I'm looking for some software which can draw like it would be on pencil and paper so far I've heard about sketchbook pro,corel DRAW and pixara's twisted brush, what would you guys suggest I could use? and photoshop isn't an option for me, it just doesn't feel right drawing because he likes are too clean.


----------



## kristy85

How about Open Canvas and the Gimp?


----------



## RLewisH

Photoshop can be used. You just need to use a different brush, and consider a small tablet such as the Wacom Bamboo.


----------



## smellypunks

Photoshop has added natural brushes to CS5 I have not worked with them but they look quite good. Yes you will need a tablet, does not have to be Wacom, Trust are good and also a bit cheaper.


----------



## ShyGoblin

There's a free tiny incoming jewell : My paint mypaint.intilinux.com

...its stroke settings control is amazing, rarely so many settings for a ink stroke in other softwares.
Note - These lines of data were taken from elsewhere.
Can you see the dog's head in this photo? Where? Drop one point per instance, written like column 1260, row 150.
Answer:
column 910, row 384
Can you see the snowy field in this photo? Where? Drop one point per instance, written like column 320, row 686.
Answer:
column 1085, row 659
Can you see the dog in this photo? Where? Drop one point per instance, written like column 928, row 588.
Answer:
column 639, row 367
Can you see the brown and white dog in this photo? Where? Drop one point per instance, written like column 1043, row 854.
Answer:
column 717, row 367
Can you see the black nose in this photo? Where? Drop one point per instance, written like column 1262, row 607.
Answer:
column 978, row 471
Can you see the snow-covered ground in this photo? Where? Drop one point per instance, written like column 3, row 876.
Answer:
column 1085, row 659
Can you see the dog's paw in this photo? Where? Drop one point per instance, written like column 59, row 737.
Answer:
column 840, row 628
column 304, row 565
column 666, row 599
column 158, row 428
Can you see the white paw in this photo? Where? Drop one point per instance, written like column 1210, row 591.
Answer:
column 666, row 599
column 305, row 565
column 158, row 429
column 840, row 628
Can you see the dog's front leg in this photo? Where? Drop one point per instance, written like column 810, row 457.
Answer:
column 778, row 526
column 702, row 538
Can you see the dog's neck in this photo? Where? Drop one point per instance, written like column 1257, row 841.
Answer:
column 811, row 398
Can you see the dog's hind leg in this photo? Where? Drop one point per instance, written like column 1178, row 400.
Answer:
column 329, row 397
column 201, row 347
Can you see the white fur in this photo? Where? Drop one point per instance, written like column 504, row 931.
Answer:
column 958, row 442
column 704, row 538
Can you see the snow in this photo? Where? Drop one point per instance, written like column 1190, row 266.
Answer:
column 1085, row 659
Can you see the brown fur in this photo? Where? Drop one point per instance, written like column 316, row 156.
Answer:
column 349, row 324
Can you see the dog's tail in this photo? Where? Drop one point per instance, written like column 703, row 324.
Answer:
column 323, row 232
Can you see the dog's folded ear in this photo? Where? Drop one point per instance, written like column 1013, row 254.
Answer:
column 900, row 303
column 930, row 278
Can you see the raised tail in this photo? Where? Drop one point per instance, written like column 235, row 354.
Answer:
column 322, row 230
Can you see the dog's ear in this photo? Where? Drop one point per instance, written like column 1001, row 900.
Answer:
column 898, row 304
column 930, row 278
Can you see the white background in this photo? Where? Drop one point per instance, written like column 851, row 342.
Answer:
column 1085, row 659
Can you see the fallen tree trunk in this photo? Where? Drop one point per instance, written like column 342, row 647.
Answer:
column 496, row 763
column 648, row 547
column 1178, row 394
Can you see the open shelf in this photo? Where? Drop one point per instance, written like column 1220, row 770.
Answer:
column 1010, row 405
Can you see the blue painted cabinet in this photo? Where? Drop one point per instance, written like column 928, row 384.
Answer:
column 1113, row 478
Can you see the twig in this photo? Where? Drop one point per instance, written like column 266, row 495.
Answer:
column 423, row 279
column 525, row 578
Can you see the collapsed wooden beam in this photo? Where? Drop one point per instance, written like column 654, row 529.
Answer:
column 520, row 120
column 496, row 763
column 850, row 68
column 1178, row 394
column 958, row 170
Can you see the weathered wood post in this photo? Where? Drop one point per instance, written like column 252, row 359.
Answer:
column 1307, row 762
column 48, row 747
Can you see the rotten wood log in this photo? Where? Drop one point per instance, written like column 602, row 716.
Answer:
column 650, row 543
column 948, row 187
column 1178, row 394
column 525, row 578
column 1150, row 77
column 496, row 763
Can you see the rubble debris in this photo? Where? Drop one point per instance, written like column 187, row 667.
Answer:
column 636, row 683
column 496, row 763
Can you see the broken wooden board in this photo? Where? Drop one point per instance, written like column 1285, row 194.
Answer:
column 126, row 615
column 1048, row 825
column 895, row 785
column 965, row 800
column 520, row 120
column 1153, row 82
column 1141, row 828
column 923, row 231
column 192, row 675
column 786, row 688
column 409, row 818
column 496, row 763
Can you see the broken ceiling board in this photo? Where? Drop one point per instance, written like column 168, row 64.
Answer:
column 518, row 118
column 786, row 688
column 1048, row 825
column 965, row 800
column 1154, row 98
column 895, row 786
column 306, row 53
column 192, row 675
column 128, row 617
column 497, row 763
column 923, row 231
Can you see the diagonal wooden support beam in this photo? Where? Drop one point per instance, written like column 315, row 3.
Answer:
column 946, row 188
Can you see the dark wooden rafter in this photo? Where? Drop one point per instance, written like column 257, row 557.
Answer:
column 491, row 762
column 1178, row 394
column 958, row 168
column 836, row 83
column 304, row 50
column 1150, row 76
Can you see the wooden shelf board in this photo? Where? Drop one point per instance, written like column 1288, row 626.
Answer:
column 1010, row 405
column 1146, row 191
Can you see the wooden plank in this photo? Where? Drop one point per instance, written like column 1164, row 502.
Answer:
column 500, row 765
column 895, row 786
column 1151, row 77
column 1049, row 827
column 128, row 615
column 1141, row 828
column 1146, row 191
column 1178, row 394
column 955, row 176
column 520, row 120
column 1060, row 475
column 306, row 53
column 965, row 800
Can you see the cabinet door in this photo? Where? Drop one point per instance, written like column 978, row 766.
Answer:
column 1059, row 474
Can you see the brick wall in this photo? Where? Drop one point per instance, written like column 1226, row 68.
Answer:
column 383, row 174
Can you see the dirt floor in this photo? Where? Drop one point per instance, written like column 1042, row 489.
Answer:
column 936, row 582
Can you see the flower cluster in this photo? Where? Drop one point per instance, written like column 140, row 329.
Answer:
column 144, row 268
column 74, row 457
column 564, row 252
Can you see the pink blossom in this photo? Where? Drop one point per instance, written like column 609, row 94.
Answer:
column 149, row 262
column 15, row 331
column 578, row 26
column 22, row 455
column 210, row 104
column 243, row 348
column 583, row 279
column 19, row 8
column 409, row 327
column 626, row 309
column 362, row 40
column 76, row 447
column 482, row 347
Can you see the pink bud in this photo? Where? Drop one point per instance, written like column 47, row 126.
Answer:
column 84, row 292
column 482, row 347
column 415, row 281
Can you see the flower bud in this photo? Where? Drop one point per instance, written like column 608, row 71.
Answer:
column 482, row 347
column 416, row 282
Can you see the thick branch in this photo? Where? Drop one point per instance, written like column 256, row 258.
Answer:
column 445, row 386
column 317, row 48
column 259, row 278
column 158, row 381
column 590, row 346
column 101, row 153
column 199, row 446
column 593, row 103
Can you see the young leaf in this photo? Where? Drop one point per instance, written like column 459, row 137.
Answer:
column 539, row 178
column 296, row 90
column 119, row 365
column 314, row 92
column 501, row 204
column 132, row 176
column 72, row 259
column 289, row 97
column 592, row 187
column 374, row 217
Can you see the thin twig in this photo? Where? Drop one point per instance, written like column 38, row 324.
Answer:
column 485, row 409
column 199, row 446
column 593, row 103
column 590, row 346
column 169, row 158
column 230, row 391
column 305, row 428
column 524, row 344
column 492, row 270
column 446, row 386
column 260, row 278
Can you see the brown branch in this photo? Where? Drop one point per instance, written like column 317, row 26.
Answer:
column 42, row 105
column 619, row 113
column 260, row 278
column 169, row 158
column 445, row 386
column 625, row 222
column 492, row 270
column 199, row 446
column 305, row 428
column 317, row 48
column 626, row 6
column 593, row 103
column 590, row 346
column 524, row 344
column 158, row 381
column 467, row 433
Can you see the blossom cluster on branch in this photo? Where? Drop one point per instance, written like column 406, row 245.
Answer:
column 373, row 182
Art Rage www.artrage.com will provide a very natural feeling of traditional brushes, etc, but I see better SketchBook Pro, for ink drawing (or even MyPaint)

Open Canvas is pretty nice too. 

I would recommend any of these 3. It depends also on which are your plans with the software. 
You have also getpaint.net , if you need some basic image editing operation to complete the workflow and don't want to use Photoshop. 

I do use it, Photoshop, a lot, at work...
For inking I prefer the others.

Edit: BTW, Painter is very good, too.


----------